For the $F$ as stated, it is true that $F : L^{2}\rightarrow L^{2}$ is unitary with unitary inverse $$ F^{-1}g = \frac{1}{\sqrt{2\pi}}\int_{-\infty}^{\infty}e^{ixs}g(s)\,ds. $$ The fact that $F^{-1}$ is related to $F$ is where you get the general identity that $F^{4}=I$. Indeed, $(F^{2}f)(x) = f(-x)$ is a reflection. That's how you get $F^{4}=I$ on $L^{2}$. That alone is enough to imply that the spectrum of $F$ is $\{ 1,i,-1,-i\}$. To see why, let these roots be identified with $\lambda_{n}=i^{n-1}$ for $n=1,2,3,4$, and form the Lagrange interpolating polynomials $$ p_{k}(\lambda)=\frac{\prod_{n\ne k}(\lambda-\lambda_{n})}{\prod_{n\ne k}(\lambda_{k}-\lambda_{n})},\;\;\; k =1,2,3,4. $$ The polynomial $p_{k}$ is $1$ on $\lambda_{k}$ and $0$ on the other $\lambda_{n}$'s. Hence, $1=p_{1}+p_{2}+p_{3}+p_{4}$ because this is a third order polynomial that is $1$ at each of $4$ distinct points. It follows that $$ I=p_{1}(F)+p_{2}(F)+p_{3}(F)+p_{4}(F). $$ That means that each $P_{k}=p_{k}(F)$ is a projection. To see why, first observe that $p_{j}(F)p_{k}(F)=0$ for $j \ne k$ because $\lambda^{4}-1$ divides $p_{k}p_{j}$ in that case. Applying $p_{k}(F)$ to the above equation gives $$ p_{k}(F) = p_{k}(F)^{2}. $$ Therefore each $P_{k}=p_{k}(F)$ is a projection; these projections are disjoint; and their sum is the identity $I$ on $L^{2}$.

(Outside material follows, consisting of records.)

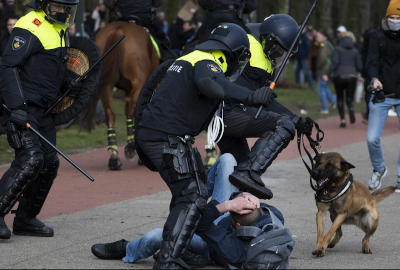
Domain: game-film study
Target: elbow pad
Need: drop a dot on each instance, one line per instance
(210, 88)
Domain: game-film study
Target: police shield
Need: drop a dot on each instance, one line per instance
(82, 53)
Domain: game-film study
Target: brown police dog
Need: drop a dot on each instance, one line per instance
(354, 205)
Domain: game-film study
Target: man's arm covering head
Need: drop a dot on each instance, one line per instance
(246, 219)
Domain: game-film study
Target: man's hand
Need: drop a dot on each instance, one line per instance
(75, 88)
(253, 199)
(19, 117)
(262, 96)
(377, 84)
(307, 124)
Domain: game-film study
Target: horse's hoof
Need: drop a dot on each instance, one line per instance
(130, 151)
(114, 164)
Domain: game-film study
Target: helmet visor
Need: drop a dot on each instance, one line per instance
(61, 14)
(242, 61)
(276, 55)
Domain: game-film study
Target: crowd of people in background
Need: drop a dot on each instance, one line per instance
(316, 63)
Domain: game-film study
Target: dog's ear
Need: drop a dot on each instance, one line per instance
(346, 166)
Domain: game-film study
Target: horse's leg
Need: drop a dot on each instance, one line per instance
(130, 105)
(114, 162)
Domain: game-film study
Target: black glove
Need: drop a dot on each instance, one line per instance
(19, 117)
(262, 96)
(75, 88)
(305, 125)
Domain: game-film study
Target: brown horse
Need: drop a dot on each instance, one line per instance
(127, 67)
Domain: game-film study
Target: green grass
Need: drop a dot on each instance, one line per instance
(72, 141)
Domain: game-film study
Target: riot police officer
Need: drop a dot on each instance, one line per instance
(270, 41)
(220, 11)
(182, 106)
(33, 72)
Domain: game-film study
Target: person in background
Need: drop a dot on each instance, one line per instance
(324, 62)
(346, 63)
(302, 58)
(383, 68)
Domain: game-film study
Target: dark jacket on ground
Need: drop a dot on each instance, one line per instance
(346, 59)
(225, 247)
(385, 67)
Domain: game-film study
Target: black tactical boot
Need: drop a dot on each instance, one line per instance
(111, 251)
(5, 233)
(244, 181)
(194, 260)
(24, 225)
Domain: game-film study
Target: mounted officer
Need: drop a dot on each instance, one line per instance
(33, 72)
(182, 106)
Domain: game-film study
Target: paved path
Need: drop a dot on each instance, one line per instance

$P_{k}$ is the projection onto the eigenspace of $F$ with eigenvalue $\lambda_{k}$ because $(F-\lambda_{k}I)P_{k}=0$. This is a spectral decomposition for $F$: $$ P_{k}^{2}=P_{k},\;\;\; P_{k}P_{j}=0,\;\; j \ne k,\\ I = P_1+P_2+P_3+P_4,\\ F = \lambda_1 P_1 + \lambda_2 P_2 + \lambda_3 P_3 + \lambda_4 P_4. $$ Notice that these arguments don't require inner products or norms. These arguments work for any linear operator $F$ on a complex linear space for which $F^{4}-I=0$. The same thing works for the unnormalized $F$ that you have, too.
Hermite Functions: The Hermite polynomials, as you have defined them, are $$ P_{n}(x) = e^{x^{2}}\frac{d^{n}}{dx^{n}}e^{-x^{2}}. $$ The Hermite functions $H_{n}(x)=e^{-x^{2}/2}P_{n}$ are solutions of the ODE $$ \left[-\frac{d^{2}}{dx^{2}}+x^{2}\right]H_{n}=\lambda_{n}H_{n}. $$ These are the unique $L^{2}(\mathbb{R})$ eigenfunctions of the differential equation and $\{ H_{n} \}_{n=0}^{\infty}$ forms a complete orthonormal basis of $L^{2}(\mathbb{R})$. Knowing this, when you Fourier transform the Hermite equation, you get $$ s^{2}\widehat{H_{n}}(s)-\frac{d^{2}}{ds^{2}}\widehat{H_{n}}(s)=\lambda_{n}\widehat{H_{n}}(s). $$ Because of the uniqueness of such solutions, it follows that $\widehat{H_{n}}$ must be a constant multiple of $H_{n}$. That constant multiple is an eigenvalue of the Fourier transform, which must be either $1$, $i$, $-1$ or $-i$. (Remember, I use the normalized Fourier transform with $1/\sqrt{2\pi}$ in front of it so that $\|Ff\|=\|f\|$.)